I tried Arch, btw. Nice wiki, horrible package management.
I tried Pop_OS, it’s fun, it’s fine, it’s fresh, but tends to self-destruct if I push it too much.
I loved Elementary OS, it’s really promising but always gave me the feeling to run a beta OS.
Been on Artix Linux for about 3 years. Occasionally there’s a package that breaks, but nothing serious. Been very happy with a minimal environment using Bspwm/sxhkd and the st terminal mainly.
Well there’s one I haven’t heard of yet. I last used Arch Linux about 15 years ago, before systemd was a thing. I assume this is a continuation of what Arch used to be?
More or less. It’s the only distro with quite a few options for init out of the box. Runit, s6, OpenRC, dinit. No sysV. Their implementation of runit in particular is far better than Devuan, who simply wrapped runit as a service wrapper around sysV.
They have had to do quite a few work around a to get the different init systems working imho, and i see why the guys over at Debian roughly a decade back had such a lengthy email discussion about not wanting to support all the inits.
I’m super grateful to the guys over there doing the hard work, but it obviously wouldn’t be possible without the upstream Arch team. Runit is awesome though, imho.
I switched 2010 from Windows to Linux.
- Ubuntu (2010)
- Linux Mint (2012)
- Arch Linux (2020)
I have been using the Debian-based Open Media Vault on my home server for… probably four, five years now, at first just for a cheap dumb “NAS”, which has slowly featurecrept itself into being my personal replacement for damn near everything except E-Mail.
On my daily driver(s) though… tough to say, because I was distribution-hopping for a while. But currently, I seem to have found my home on Arch. I had tried Ubuntu, Linux Mint and a few others every now and then, but at the time always went back to Windows for one reason or another.
But… ironically, since I am now working for a Microsoft Partner and thus play a lot less games and no longer have to send out applications or use specific tools for vocational school or uni or something, I am no longer bound to Windows in my time off, so I have been using Manjaro for a few months at first, before I reinstalled and went to Arch proper.
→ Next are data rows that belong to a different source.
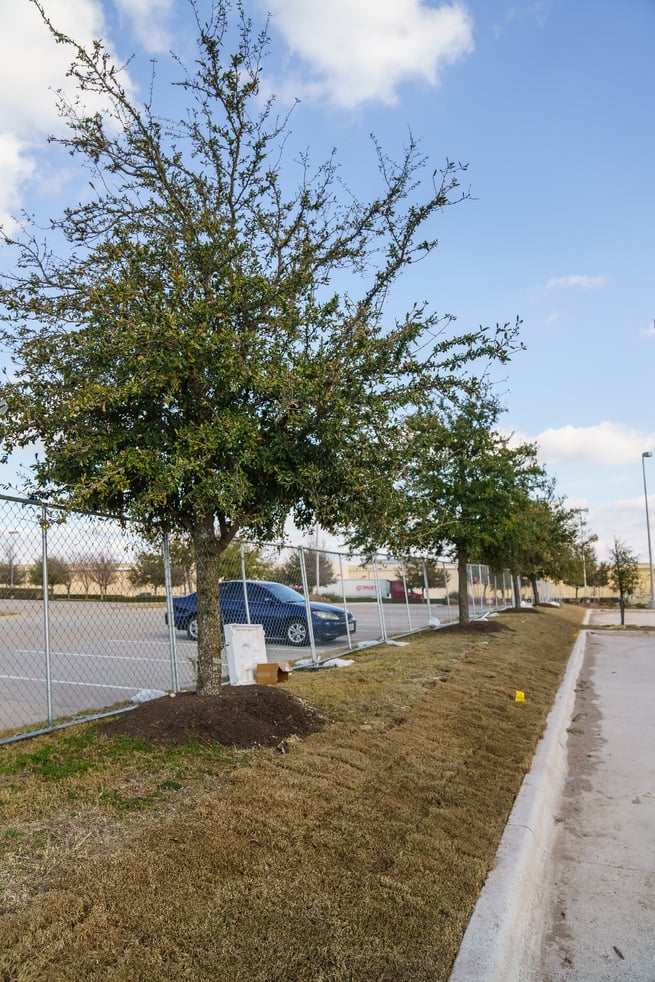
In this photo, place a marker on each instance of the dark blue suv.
(279, 609)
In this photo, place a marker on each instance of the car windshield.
(284, 593)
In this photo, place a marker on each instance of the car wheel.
(296, 633)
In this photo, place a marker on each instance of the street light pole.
(651, 603)
(582, 545)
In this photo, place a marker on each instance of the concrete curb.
(503, 936)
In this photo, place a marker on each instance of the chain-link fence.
(92, 616)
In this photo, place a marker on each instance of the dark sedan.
(279, 609)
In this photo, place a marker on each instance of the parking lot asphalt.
(572, 893)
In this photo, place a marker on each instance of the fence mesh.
(87, 624)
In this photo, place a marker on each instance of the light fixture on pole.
(651, 603)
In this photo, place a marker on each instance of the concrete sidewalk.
(572, 894)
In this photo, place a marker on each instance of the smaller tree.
(59, 573)
(624, 573)
(103, 572)
(149, 571)
(319, 569)
(417, 571)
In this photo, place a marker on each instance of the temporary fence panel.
(87, 607)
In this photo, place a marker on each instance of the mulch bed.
(240, 716)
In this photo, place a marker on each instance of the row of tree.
(211, 338)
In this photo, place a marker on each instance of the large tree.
(204, 342)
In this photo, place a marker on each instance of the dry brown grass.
(358, 855)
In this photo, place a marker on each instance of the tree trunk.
(208, 548)
(463, 589)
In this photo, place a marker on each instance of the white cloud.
(362, 50)
(606, 445)
(15, 167)
(584, 282)
(147, 18)
(32, 68)
(31, 63)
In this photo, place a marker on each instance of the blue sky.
(550, 103)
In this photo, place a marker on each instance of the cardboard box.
(270, 673)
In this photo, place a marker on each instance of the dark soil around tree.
(240, 716)
(476, 627)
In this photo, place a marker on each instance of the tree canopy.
(206, 341)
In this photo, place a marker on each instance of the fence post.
(404, 578)
(427, 588)
(168, 586)
(469, 577)
(446, 581)
(343, 594)
(308, 609)
(242, 556)
(46, 612)
(383, 626)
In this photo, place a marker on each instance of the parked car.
(279, 609)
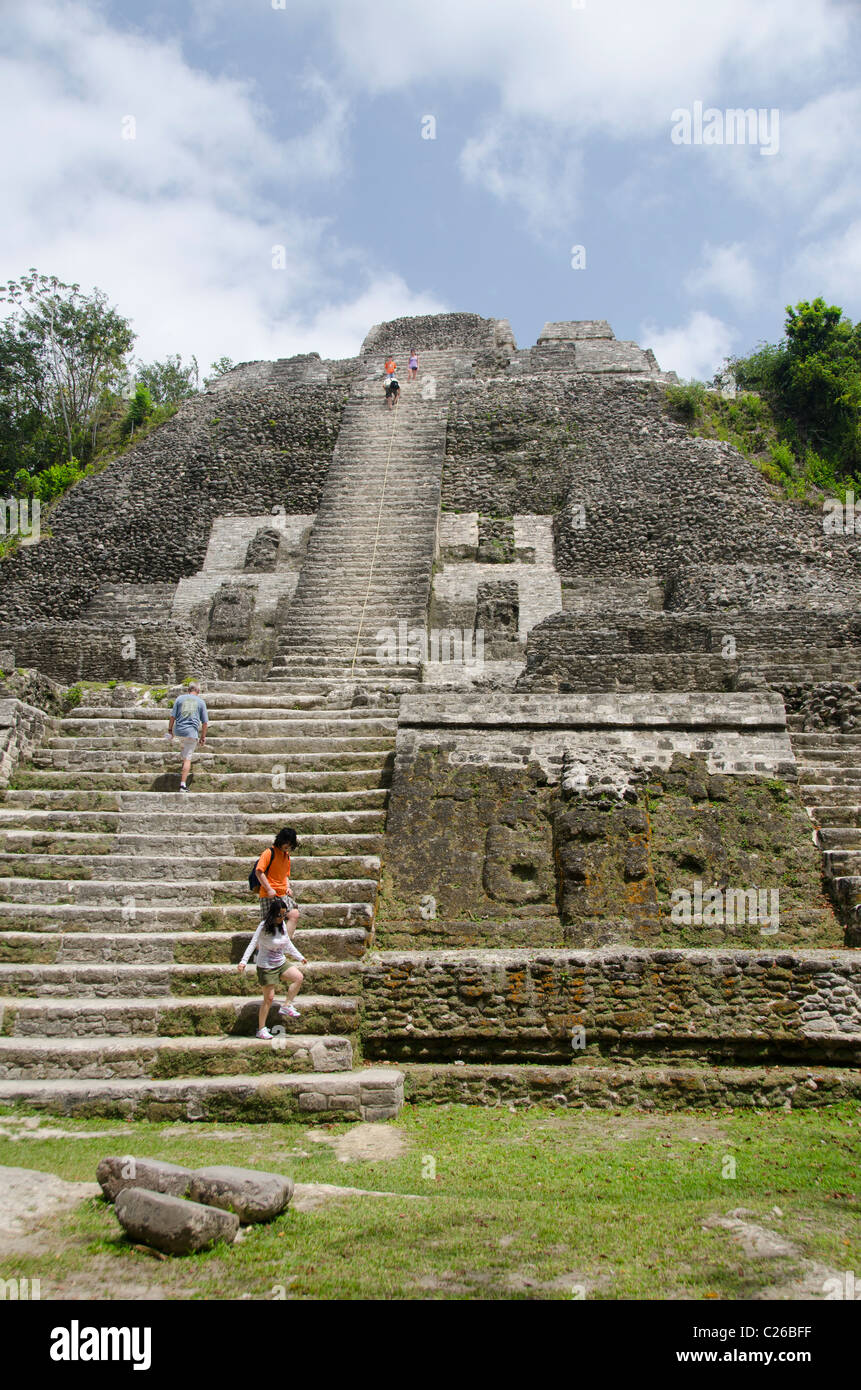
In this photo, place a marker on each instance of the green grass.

Debian (testing) at least since 2018 and I don’t plan to switch. Before that I was hopping a bit between ubuntu based distros and manjaro. On servers I always use debian stable.
Ahhh, when did Windows 10 come out? I’ve been on mint since then, though I’ve tried live discs/drives of the major distros here and there. I like mint, it works for me.
I’m not much of a distro-hopper. I think I’ve been on just four distros on my daily-driving desktop & laptop since about 1999:
- RedHat (around 1999, starting with 6.0)
- Mandrake (around 2001?)
- Ubuntu (around 2006)
- Arch Linux (around 2012 - today), and no intention to hop. In fact, I recently bought a new PC and installed Arch again. On the previous machine, I installed it once and it rolled nicely its entire lifetime.
My personal server has been running Ubuntu LTS for ages, I might have run debian a long time ago, but I’m not sure anymore. Nowadays I run a container setup, and those are running on Alpine Linux.